I’d Love To Turn You On At The Movies #192 - A Serious Man (2009, dir. Joel & Ethan Coen)

          Joel and Ethan Coen have been my favorite filmmakers for almost my entire life, whether I knew it or not. I’m pretty sure that I had watched 1987’s Raising Arizona around fifty times when I was a kid, before I had any interest in who created it. Later, I became obsessed with their nineties films. Fargo, which came out when I was in high school, was a real stepping stone for me as it was probably the reason for my interest in the deeper aspects of filmmaking and for my eventual foray into film as an academic pursuit. And, as cliché as it may be for a male of my age, 1998’s The Big Lebowski is one of my all-time favorite films, if not my all-time favorite. My point is, the Coens have been with me for the better part of my life, seemingly putting out a new film for every phase I’ve gone through. I’ve studied them closely over the years and almost consider them friends that I grew up with. And for this reason alone, I feel qualified to talk about their work.
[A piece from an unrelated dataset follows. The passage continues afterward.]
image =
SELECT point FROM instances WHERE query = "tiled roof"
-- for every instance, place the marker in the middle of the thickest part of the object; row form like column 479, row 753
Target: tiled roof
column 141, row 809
            Writing about A Serious Man technically breaks the rules of this blog as it’s just under 10 years old. But of all the brothers’ works, I wanted to write about this film the most because it’s not only possibly the most overlooked film in the Coens’ oeuvre, it’s also a film whose subject matter I simultaneously relate to yet know very little about. More on that later. A Serious Man revolves around a Jewish family living in a small Minnesota suburb in 1967, all details that pertain directly to the Coens’ upbringing. So while not strictly autobiographical, these are characters and surroundings that are familiar to the brothers. The always phenomenal Michael Stuhlbarg plays the film’s protagonist Larry Gopnik, a college physics professor whose life begins unraveling when his wife announces she is leaving him for his best friend. This forces him to take a closer look at his life and notice the flaws that he hadn’t previously seen. His son is acting out in Hebrew School, his daughter steals money from him all the time, his unemployed brother-in-law is leeching off of him and he is being simultaneously bribed and blackmailed by one of his students for a more satisfactory grade. When everything goes wrong for Larry, he seeks the guidance of three rabbis to help him get through his crisis and gain a better understanding of his place in the world. The rabbis unfortunately are no help to him, as one lacks the life experience to relate to Larry’s problems, one just offers irrelevant parables that confuse more than they teach and the last one refuses to even see Larry. He begins questioning his faith and wondering whether God is testing him.
            I think part of what makes this film such an underappreciated part of the Coens’ filmography is that, coming out on the heels of Best Picture winner No Country for Old Men just two years prior, A Serious Man is more of a labor of love than their usual undertaking. While the film’s dark humor is pure Coens, it seems like it could be a story that the brothers have had kicking around for years, perhaps dating back to their own days as young Jewish Midwesterners. The cast is made up of largely unknown actors, relatively speaking, and even the way it’s shot seems different than that of their usual cinematography, almost more like a thriller than a comedy. While these facts may deter some from seeing the movie, opting for one of the Coens’ more critically acclaimed titles instead, I think these are reasons to see the film, reasons that A Serious Man might be one of their best. It’s the film that most mirrors what their own lives may have been like, which is fascinating in and of itself. But it also seems like a film they’ve always wanted to create and show the world, and perhaps winning the Best Picture Oscar finally afforded them the creative freedom to do it.
            As I said, I really wanted to write about this film because even though I am not Jewish and do not identify with really any religious customs, I understand reaching crisis mode. As I approach forty next month and have recently gone through a break-up of my own, I’ve done a lot of reflecting recently myself. I do know what it feels like to question whether the universe is testing you or punishing you and the Coens’ have eloquently written this feeling into the character of Larry Gopnik. Larry is just an average guy, trying to be “a serious man” while the world continuously shits on him. Yet he takes it all in stride because of his faith. A Serious Man is also a story about when those limits are tested and where the breaking point is in each person. One doesn’t have to be religious to identify with that.